All Products
Search
Document Center

Platform For AI:FAQ about TensorFlow

Last Updated:May 24, 2024

This topic describes the FAQ about TensorFlow.

Contents

How do I enable deep learning?

Machine Learning Platform for AI (PAI) provides TensorFlow, Caffe, and MXNet components for deep learning. To enable deep learning, you must be granted permissions to use GPU resources and access Object Storage Service (OSS). For more information about how to grant the permissions on GPU resources, see Manage workspaces. For more information about how to grant the permissions for OSS access, see Grant the permissions that are required to use Machine Learning Designer.

How do I reference multiple Python files?

You can use Python files to organize your training scripts. First, store the data preprocessing logic in a Python file. Then, define the model in another Python file. At last, use one Python file to train the data throughout the entire training process. For example, you can define a function in the test1.py file. If the test2.py file needs to use the function provided in the test1.py file and the test2.py file serves as the program entry, you only need to add the test1.py and test2.py files to a tar.gz package and upload the package. The following figure shows the upload parameters. Multi-script reference

  • Python Code Files: the tar.gz package.

  • Primary Python File: the program entry file.

How do I upload data to OSS?

Before you upload data to OSS, you must create an OSS bucket to store the data of deep learning algorithms. We recommend that you create the OSS bucket in the same region as the GPU cluster that you use for deep learning. This way, you can transmit data in the classic network of Alibaba Cloud, where traffic generated by algorithms is free. After you create an OSS bucket, you can create folders, organize data directories, and upload data in the OSS console.
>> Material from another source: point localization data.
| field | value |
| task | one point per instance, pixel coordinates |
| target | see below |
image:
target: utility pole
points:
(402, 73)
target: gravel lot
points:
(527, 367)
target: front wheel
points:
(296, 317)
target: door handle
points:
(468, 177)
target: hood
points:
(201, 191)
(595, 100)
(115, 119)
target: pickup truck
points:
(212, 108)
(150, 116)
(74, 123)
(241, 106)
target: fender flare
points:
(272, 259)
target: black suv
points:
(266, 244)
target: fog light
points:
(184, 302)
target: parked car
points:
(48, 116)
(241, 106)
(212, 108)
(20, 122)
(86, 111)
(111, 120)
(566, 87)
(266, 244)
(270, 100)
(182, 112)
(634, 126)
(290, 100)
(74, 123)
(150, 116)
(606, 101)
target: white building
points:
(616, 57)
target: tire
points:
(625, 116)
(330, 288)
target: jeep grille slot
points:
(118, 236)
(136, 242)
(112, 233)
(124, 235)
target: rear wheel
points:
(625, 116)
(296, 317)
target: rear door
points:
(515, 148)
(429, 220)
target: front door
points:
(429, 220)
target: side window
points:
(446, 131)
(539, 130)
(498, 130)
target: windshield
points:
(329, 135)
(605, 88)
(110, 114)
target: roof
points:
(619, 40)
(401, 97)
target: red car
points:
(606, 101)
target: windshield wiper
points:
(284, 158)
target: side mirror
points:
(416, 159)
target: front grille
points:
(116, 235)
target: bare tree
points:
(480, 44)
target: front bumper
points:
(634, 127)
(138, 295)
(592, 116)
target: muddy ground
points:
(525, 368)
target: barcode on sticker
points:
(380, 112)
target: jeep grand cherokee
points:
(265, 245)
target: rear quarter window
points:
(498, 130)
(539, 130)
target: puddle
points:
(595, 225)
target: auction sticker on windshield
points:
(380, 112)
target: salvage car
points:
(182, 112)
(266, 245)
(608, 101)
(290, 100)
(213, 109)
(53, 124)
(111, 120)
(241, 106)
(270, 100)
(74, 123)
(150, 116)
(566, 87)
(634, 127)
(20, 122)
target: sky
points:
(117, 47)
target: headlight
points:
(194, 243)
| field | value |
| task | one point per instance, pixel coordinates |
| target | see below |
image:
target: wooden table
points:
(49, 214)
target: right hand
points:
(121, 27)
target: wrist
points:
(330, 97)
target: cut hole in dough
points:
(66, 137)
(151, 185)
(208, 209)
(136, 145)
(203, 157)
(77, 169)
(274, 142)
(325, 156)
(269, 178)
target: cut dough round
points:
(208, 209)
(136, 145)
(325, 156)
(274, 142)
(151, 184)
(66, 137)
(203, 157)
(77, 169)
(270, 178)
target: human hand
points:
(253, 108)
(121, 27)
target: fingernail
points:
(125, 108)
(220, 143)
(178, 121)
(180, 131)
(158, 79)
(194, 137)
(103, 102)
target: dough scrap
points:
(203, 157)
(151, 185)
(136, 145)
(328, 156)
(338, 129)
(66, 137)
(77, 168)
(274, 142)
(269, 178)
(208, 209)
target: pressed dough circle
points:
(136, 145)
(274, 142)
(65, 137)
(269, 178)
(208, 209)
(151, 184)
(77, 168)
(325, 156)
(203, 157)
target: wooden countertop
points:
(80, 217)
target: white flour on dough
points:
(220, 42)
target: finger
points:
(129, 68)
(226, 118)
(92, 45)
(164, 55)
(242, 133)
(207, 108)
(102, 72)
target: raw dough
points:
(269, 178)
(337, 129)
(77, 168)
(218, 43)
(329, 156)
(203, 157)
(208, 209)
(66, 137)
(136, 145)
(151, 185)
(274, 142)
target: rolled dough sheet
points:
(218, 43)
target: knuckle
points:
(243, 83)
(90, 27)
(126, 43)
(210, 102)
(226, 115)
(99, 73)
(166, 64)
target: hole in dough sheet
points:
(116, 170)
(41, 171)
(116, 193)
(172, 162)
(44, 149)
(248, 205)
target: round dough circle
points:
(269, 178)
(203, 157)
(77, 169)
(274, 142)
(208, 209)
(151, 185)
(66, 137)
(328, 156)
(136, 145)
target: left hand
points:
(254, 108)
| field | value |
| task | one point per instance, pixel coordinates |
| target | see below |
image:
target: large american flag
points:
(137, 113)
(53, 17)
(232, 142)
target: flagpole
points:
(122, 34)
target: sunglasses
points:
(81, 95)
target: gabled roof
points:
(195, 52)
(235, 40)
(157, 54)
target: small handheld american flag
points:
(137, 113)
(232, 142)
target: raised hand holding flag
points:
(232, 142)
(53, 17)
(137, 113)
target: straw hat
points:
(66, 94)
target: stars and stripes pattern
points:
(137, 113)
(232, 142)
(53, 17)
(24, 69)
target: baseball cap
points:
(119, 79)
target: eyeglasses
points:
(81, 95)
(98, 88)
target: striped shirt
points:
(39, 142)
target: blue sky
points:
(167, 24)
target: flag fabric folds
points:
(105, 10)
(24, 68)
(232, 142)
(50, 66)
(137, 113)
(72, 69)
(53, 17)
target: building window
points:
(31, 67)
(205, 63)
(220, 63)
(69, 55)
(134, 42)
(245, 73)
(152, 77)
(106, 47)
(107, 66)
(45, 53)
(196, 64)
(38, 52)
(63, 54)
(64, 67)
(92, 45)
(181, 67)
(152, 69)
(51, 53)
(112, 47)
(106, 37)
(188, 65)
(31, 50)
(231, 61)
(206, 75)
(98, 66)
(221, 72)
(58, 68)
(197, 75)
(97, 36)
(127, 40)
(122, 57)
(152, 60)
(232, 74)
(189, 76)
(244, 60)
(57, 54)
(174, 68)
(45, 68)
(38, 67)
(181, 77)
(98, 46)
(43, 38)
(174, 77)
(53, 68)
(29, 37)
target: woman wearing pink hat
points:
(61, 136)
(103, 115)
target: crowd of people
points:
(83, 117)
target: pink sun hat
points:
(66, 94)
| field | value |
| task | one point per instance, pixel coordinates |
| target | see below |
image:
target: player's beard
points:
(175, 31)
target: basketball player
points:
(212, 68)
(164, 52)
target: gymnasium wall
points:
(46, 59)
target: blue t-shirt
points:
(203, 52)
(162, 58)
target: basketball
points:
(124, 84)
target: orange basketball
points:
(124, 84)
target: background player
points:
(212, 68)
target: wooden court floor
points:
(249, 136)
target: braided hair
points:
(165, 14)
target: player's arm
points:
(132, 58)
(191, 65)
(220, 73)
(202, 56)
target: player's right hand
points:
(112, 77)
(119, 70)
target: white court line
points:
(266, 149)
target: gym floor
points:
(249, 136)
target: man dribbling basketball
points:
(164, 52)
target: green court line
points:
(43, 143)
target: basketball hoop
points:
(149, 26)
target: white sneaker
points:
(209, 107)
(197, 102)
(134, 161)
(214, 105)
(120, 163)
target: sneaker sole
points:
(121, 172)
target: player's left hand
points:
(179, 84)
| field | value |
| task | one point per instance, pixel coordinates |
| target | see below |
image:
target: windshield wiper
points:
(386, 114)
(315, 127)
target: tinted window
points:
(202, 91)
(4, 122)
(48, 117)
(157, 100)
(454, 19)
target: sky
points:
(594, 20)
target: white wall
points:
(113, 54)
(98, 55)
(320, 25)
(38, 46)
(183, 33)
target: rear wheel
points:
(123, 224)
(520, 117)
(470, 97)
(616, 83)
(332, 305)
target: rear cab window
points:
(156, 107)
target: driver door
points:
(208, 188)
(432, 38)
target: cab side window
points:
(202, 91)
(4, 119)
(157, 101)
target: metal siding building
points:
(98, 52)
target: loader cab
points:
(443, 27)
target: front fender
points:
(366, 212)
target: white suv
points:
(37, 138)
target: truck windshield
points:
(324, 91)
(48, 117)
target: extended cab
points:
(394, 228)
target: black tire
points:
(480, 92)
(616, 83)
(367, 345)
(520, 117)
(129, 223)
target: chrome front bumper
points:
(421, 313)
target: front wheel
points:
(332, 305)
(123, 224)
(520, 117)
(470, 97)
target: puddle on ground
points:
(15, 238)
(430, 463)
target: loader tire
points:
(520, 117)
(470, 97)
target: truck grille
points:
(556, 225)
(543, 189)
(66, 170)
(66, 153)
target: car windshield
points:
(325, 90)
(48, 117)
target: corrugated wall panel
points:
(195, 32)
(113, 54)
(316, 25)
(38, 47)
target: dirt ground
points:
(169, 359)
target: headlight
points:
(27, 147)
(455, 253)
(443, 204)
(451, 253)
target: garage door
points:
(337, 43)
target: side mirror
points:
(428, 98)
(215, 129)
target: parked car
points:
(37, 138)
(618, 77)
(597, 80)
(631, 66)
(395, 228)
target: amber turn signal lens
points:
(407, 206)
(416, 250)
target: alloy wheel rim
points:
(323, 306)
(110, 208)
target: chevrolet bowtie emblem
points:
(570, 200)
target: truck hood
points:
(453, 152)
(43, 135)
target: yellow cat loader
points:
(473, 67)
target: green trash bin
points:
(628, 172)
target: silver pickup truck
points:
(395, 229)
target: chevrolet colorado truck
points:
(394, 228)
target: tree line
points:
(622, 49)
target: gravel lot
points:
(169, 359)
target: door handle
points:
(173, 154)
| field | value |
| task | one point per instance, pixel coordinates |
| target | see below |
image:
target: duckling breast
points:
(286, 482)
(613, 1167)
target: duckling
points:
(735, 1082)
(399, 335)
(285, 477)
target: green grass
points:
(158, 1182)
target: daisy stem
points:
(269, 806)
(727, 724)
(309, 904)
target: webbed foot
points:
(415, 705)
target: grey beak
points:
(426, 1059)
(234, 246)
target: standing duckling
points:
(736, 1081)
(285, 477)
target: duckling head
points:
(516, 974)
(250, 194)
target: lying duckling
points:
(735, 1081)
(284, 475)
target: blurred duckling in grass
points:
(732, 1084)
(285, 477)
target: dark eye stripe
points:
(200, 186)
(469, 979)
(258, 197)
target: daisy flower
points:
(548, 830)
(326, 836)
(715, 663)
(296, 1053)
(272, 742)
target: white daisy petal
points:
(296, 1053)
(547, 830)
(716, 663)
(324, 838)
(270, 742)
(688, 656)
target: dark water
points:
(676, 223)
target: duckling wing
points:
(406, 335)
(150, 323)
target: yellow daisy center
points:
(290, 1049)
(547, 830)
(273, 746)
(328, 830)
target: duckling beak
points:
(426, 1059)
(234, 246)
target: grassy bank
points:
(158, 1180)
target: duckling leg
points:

To upload data to OSS, you can call API operations or use SDKs. For more information, see Simple upload. In addition, OSS provides a large number of tools to facilitate data uploads and downloads. For more information, see OSS tools. We recommend that you use ossutil or osscmd to upload and download files.

Note

When you use these tools to upload files, you must configure an AccessKey ID and an AccessKey secret. You can log on to the Alibaba Cloud Management console to create or view your AccessKey ID and AccessKey secret.

How do I read data from OSS?

Python code cannot be run to read data from OSS. All code that calls functions such as Python Open() and os.path.exist() to perform operations on files and folders cannot be executed. For example, code that invokes scipy.misc.imread() and numpy.load() cannot be executed.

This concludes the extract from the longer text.